Zamfotis’ father, a Marine Park native, owned Max’s Donuts in Bay Ridge; seven Zams locations; a couple of old-timey, diner style coffee shops; three PGS deli locations; and still owns Charlie’s, a pizza/deli spot at 110 Trinity Place.
“While I was managing the Brooklyn Zams, my father and I would meet often at Starbucks on Joralemon Street to discuss how things were going, and we’d pick apart things I’d do differently if I had my own coffee place,” Zamfotis said. “At that time, the landscape in NYC was Starbucks, with very few alternatives.”
The first Gregory’s Coffee opened 10 years ago on Park Avenue and 24th Street in Manhattan, and Zamfotis spent three years developing his niche, focusing on the right mix of drink offerings, what he wanted his staff to know and how the store could operate at peak efficiency. The store on Montague at Court is his 17th.

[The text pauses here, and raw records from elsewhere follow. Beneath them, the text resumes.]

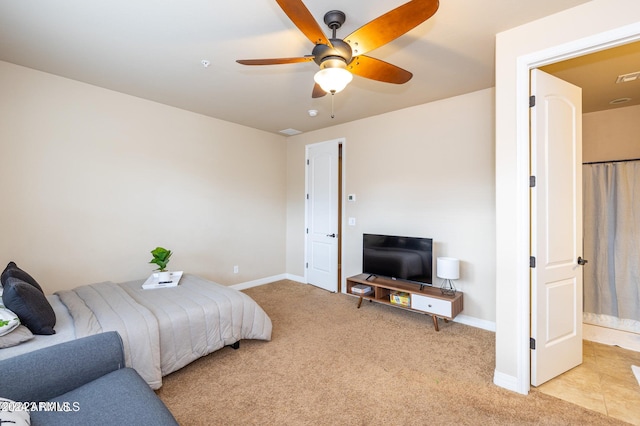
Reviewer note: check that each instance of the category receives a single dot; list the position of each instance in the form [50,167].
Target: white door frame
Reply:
[343,143]
[524,64]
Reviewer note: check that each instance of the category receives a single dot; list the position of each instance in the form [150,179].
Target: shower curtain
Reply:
[611,207]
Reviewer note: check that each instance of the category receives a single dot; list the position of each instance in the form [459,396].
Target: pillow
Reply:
[17,336]
[8,321]
[12,270]
[12,413]
[31,306]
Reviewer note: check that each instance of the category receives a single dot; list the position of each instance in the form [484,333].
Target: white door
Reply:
[556,227]
[322,215]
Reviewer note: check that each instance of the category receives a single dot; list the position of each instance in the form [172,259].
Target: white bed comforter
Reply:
[165,329]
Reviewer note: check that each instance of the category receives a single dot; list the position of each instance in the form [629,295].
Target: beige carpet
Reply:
[331,364]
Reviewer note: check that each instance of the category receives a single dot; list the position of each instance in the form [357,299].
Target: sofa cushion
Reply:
[120,397]
[12,270]
[17,336]
[12,413]
[30,304]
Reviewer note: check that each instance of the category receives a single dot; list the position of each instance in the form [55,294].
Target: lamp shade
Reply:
[448,268]
[333,77]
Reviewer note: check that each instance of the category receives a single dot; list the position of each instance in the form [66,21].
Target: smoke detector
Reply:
[625,78]
[290,132]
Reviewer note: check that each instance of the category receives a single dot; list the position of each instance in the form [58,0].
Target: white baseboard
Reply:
[476,322]
[297,278]
[261,281]
[505,381]
[267,280]
[611,336]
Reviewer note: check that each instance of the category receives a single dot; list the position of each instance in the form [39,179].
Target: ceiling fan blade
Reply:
[375,69]
[391,25]
[277,61]
[317,91]
[304,20]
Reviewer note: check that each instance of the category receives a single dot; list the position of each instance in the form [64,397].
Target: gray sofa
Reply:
[89,381]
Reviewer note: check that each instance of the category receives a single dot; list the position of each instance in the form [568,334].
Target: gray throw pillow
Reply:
[30,304]
[12,270]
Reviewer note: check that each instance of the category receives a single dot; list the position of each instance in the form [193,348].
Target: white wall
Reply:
[554,38]
[611,135]
[425,171]
[92,180]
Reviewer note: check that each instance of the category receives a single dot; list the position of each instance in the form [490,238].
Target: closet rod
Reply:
[612,161]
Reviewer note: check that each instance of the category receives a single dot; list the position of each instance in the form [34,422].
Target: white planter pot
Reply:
[164,277]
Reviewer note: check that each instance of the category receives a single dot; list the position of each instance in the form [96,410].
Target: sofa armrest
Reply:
[48,372]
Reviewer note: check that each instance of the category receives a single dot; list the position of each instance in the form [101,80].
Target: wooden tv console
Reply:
[428,300]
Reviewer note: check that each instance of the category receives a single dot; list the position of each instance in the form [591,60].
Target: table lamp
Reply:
[448,268]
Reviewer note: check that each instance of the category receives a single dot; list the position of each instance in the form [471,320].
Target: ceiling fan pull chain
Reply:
[333,93]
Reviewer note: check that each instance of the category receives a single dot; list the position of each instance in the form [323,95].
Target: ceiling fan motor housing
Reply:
[340,50]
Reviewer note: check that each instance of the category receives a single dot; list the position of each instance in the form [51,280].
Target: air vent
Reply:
[619,101]
[290,132]
[625,78]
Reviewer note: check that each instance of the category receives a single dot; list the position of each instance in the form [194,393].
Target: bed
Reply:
[162,329]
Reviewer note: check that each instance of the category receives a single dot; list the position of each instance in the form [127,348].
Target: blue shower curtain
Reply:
[611,201]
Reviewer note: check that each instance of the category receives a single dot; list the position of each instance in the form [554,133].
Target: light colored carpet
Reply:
[331,364]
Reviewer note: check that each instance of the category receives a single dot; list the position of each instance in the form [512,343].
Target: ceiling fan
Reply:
[338,58]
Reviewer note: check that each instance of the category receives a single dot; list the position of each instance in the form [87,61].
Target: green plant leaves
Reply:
[160,257]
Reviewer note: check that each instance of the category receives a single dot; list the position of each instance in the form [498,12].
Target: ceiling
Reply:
[154,49]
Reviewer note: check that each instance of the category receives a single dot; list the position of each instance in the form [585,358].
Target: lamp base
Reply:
[448,288]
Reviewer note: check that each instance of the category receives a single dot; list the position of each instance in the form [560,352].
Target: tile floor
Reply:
[604,382]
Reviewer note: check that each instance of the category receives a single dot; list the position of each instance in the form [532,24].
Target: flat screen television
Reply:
[402,258]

Zamfotis prides himself on developing workflow systems to achieve maximum output. “While Starbucks is known for long lines, we traffic an equivalent number of customers through our locations, despite their being smaller spaces,” Zamfotis said. And other things that set Gregory’s Coffee apart? “Every one of my team members can fully explain every item on the menu, and make intelligent suggestions on what to order. And we actually follow recipes, not just press a button and it’s done automatically.”

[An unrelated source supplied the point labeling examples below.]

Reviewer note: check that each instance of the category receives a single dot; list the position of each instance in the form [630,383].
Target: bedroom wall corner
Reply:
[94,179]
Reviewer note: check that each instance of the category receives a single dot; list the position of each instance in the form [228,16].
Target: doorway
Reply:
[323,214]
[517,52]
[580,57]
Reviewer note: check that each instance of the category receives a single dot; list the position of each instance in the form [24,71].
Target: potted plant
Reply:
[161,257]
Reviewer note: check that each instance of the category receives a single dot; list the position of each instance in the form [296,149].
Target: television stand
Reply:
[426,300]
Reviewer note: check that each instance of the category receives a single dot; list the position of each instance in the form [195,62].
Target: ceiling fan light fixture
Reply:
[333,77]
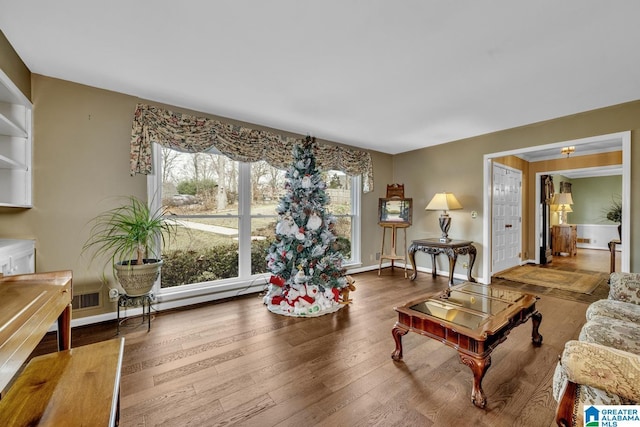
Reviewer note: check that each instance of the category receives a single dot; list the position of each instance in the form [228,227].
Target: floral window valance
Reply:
[197,134]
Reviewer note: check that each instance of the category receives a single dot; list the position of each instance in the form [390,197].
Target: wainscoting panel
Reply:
[596,236]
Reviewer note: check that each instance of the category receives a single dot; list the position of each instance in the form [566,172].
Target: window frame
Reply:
[245,282]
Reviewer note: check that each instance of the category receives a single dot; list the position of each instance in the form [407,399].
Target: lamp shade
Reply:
[443,202]
[562,199]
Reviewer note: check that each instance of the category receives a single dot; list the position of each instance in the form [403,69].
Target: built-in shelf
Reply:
[15,145]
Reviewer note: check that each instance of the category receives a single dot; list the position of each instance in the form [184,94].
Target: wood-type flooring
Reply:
[235,363]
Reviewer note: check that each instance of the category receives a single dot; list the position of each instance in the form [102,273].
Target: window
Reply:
[225,212]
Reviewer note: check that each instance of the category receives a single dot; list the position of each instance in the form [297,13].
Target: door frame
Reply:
[509,168]
[624,140]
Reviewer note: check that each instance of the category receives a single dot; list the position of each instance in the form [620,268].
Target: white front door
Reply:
[506,228]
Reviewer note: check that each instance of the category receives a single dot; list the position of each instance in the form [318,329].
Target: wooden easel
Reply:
[394,191]
[393,256]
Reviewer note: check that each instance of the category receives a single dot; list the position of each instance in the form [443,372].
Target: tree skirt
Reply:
[552,278]
[277,309]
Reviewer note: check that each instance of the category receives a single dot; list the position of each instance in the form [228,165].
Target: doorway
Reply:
[612,142]
[506,218]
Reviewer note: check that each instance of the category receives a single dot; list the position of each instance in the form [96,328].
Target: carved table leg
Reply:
[472,260]
[397,333]
[453,257]
[412,258]
[479,368]
[434,269]
[536,318]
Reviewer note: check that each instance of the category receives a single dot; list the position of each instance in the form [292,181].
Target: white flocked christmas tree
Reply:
[306,267]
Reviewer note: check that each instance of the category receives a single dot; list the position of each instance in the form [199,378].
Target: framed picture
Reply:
[395,211]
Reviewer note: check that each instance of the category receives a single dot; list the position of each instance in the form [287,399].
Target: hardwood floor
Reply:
[235,363]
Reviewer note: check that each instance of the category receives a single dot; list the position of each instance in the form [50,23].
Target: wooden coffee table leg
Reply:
[479,367]
[397,333]
[536,318]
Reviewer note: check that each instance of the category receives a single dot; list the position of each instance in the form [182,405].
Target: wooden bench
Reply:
[80,386]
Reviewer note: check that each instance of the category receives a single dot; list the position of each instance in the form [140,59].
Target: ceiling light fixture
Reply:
[568,150]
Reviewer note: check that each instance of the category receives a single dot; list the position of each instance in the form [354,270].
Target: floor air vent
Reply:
[86,301]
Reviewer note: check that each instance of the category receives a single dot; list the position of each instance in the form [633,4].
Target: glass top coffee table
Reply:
[472,318]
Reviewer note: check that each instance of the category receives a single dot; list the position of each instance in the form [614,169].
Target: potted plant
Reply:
[130,235]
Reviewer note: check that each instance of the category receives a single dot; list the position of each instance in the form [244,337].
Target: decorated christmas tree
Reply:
[306,268]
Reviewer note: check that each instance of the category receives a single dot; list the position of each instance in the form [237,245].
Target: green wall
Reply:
[592,196]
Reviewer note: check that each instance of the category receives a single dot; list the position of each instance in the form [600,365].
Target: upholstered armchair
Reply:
[603,366]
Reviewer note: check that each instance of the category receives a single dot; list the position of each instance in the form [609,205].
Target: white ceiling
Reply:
[386,75]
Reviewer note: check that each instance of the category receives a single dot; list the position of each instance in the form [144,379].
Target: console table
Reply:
[452,249]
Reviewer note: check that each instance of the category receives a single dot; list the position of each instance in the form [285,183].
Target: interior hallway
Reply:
[587,261]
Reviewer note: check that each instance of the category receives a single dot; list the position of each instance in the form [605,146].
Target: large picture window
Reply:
[225,212]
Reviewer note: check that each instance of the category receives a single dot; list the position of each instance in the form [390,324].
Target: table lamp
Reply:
[444,202]
[563,201]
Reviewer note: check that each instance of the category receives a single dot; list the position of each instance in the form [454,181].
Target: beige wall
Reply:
[458,167]
[13,66]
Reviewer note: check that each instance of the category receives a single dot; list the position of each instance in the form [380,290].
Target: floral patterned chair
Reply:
[603,366]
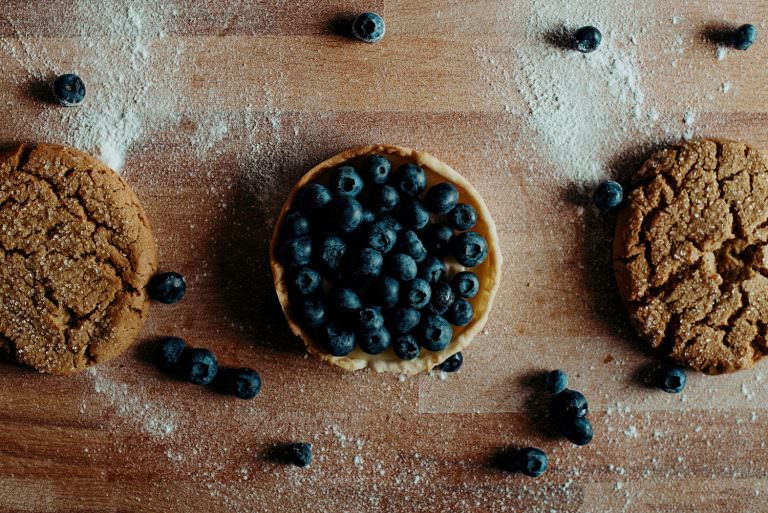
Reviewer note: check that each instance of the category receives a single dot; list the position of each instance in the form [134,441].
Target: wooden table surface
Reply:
[253,94]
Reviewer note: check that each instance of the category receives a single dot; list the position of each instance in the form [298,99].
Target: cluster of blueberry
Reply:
[370,236]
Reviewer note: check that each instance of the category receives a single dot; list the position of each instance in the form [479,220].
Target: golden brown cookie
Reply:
[690,254]
[76,253]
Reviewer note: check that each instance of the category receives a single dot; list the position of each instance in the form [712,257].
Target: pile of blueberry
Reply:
[365,260]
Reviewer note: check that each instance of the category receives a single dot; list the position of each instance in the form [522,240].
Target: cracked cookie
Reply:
[690,254]
[76,252]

Astonishingly, Zamfotis says his staff adjusts the grind setting for their espresso 150 times per day, to give the very best quality. “The humidity and air pressure affects the grind, the way it clumps up, and the way your coffee tastes,” Zamfotis explained. At other chains, the grind setting stays the same all day long. His personal favorite drink is the single origin (beans all from one place, not a blend) aero-pressed coffee, “which is a mini-science experiment every time you brew it.”
Similarities between wine and coffee may seem distant, but there are actually some striking ones regarding flavor notes. Gregory’s features a coffee from Burundi which has hints of grapefruit, cherry and black tea flavors. These are not added flavors but essential to the beans themselves. While wine has about 70 flavor notes, coffee has more than 750, Zamfotis said, which is one reason he finds the coffee business so fascinating. “But with coffee, you’re dealing with a $2 drink, versus a $50 bottle of wine.” So you can enjoy all the complexity without a big price tag.
Gregory’s Coffee at 16 Court St. (entrance on Montague) is open Monday through Friday from 8 a.m. to 6 p.m., and 7 a.m. to 7 p.m. on weekends.